日銀利上げ見送りについて(感想)
今回利上げを見送ったことは常識的な判断だと多くの方が思うところでしょう。政策判断の基準として参照されるCPIコア指数は政策金利を0.5%に設定した2月以降、直近値の6月まで対前年同月比でデフレとなっています。(http://www.stat.go.jp/data/cpi/sokuhou/tsuki/pdf/zenkoku.pdf)現状の景気動向に大幅な変更がない限り、この状況でどのようなメカニズムで安定したインフレが達成できる状況になるのかが個人的には全く分かりません。

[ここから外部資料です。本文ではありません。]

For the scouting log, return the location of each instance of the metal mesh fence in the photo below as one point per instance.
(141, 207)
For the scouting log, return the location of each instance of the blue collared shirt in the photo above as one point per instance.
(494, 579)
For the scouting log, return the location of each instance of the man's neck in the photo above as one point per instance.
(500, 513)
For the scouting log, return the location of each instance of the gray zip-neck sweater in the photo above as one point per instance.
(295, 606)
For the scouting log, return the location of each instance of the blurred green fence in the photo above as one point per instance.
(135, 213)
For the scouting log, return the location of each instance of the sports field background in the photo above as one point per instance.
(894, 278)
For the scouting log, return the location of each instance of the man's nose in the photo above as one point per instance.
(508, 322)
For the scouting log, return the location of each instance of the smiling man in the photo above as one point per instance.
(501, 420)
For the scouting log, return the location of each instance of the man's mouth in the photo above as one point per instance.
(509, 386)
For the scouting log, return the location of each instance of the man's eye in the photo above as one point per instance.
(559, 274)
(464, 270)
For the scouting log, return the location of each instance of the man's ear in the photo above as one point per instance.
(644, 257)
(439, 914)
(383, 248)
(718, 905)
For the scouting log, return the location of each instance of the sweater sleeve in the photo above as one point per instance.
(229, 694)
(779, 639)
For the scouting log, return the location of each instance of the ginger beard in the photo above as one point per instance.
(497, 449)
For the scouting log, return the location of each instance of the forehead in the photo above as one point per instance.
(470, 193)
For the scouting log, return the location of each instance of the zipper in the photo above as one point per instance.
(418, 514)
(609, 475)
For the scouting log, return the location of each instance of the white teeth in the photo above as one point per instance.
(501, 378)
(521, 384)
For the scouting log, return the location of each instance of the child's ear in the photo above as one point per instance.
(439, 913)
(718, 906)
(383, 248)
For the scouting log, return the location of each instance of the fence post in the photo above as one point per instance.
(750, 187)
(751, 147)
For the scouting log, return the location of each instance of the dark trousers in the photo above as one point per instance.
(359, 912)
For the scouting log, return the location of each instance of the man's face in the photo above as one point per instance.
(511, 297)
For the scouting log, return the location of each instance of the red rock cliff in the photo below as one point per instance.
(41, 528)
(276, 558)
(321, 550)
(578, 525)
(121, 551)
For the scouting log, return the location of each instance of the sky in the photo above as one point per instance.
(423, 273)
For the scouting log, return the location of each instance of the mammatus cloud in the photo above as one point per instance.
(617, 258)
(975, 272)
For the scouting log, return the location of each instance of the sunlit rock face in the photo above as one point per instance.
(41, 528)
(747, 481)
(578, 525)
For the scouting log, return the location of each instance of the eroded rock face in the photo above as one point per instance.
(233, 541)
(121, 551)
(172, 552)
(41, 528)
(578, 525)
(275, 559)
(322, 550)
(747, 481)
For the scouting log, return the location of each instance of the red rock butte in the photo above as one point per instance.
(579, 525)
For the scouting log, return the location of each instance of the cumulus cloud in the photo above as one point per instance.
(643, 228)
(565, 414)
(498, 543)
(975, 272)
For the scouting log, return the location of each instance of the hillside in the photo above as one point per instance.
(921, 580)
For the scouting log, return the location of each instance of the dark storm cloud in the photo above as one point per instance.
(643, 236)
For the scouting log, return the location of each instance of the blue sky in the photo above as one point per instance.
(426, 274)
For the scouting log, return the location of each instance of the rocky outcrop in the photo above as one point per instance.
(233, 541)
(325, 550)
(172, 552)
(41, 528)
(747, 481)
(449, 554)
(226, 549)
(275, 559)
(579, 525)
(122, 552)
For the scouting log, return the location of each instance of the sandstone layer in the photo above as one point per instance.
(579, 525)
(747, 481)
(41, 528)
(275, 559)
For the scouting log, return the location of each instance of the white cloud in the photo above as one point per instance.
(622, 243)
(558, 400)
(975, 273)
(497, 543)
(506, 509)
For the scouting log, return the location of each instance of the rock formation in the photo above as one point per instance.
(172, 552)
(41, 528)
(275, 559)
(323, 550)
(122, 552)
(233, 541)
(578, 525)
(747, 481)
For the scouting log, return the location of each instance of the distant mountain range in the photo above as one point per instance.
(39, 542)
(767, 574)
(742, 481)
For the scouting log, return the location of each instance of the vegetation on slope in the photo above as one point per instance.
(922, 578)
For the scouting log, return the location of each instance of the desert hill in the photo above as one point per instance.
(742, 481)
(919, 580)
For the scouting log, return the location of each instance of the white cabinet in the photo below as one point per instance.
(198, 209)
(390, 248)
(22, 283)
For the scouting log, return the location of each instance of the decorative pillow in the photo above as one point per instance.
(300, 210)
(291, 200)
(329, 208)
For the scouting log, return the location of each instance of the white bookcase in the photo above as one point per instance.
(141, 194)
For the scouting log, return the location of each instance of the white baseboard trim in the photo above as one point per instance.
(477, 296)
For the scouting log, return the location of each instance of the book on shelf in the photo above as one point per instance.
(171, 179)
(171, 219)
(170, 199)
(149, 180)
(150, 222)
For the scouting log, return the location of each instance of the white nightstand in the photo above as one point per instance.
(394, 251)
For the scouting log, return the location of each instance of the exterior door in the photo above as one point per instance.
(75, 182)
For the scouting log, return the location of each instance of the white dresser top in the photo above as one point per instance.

まず日銀は、フォワードルッキングな政策判断の中で頭に描いている物価の見通しで何ヵ月後に安定したインフレ局面に入っていくのか、物価の経路についての見通しがこの5ヶ月間でどのように変化しているのか、もしくは一定であるのかという点についてきちんと説明をすべきでしょう。本日アップされている金融経済月報(基本的見解)では「より長い目で見ると、・・・プラス基調を続けていくと予想される」とあります。問題なのは「より長い目」がどの程度のスパンなのか、それがデータの蓄積に伴ってどのように変化しているのか、もしくは一定と考えられるかということを説得力を持って説明するということでしょう。それこそが、フォワードルッキングな政策判断の意味を市場に認識させる唯一の確実な方法だと思います。
金融経済月報(基本的見解)を読むと、先月(7月)との違いは、為替・株価についての判断です。米国サブプライム問題を契機にして、8月利上げ観測が薄れ今回の判断もそれに沿ったものになったわけです。SNA等からは我が国経済の外需の依存度が高まっているとの結果も得られていますが、円高による輸出への下押し効果や企業への影響がどの程度か、さらには米国、EUの金融政策といったところをどう見込むのかも合わせてきちんと説明して欲しいところです。個人的には、米国のサブプライム問題の収束には3ヶ月〜半年程度の期間が必要でしょう。恐らく今年中に一回はFFレートは利下げするものと見込まれます。*1EUについては利上げ話もあり利下げ話もあると思いますが、現状のレートからさらに自国通貨が高まった場合、ドイツ等の外需だのみの諸国の経済成長が担保されるのかがちょっと良く分かりません。政策協調という意味ではEUが近いうちに利上げするとの観測は利上げを念頭に置いている日銀にとっては好材料でしょうが、貿易面への影響度からすると米国の動向がメインの問題でしょう。
結局個人的な「べき論」としては、日銀は自らが公表した政策判断の原理原則に沿って、消費者物価指数が安定的にプラスになるという状況にならない限り利上げは避けるべきでしょう。日銀ウォッチャー風に言えば、福井総裁在任期間中に利上げはあっても一回、でもそれは米国次第ということではないでしょうか。*2 さてご覧の方々はどのようにお考えでしょうか?
*1:元々僕は利下げアリ論者でして・・・。例えばhttp://d.hatena.ne.jp/econ-econome/20070730の部分とか。大僧正には失礼ですが@@
*2:不謹慎ながら実は2ヶ月前くらいにある方と賭けをしていまして、その方は「福井総裁在任期間中までに政策金利1%達成」を主張され、僕は1%未満を主張して、負けた方が年度末に食事に誘うというお話があるのですが・・・とりあえず僕が有利な状況(笑ですね。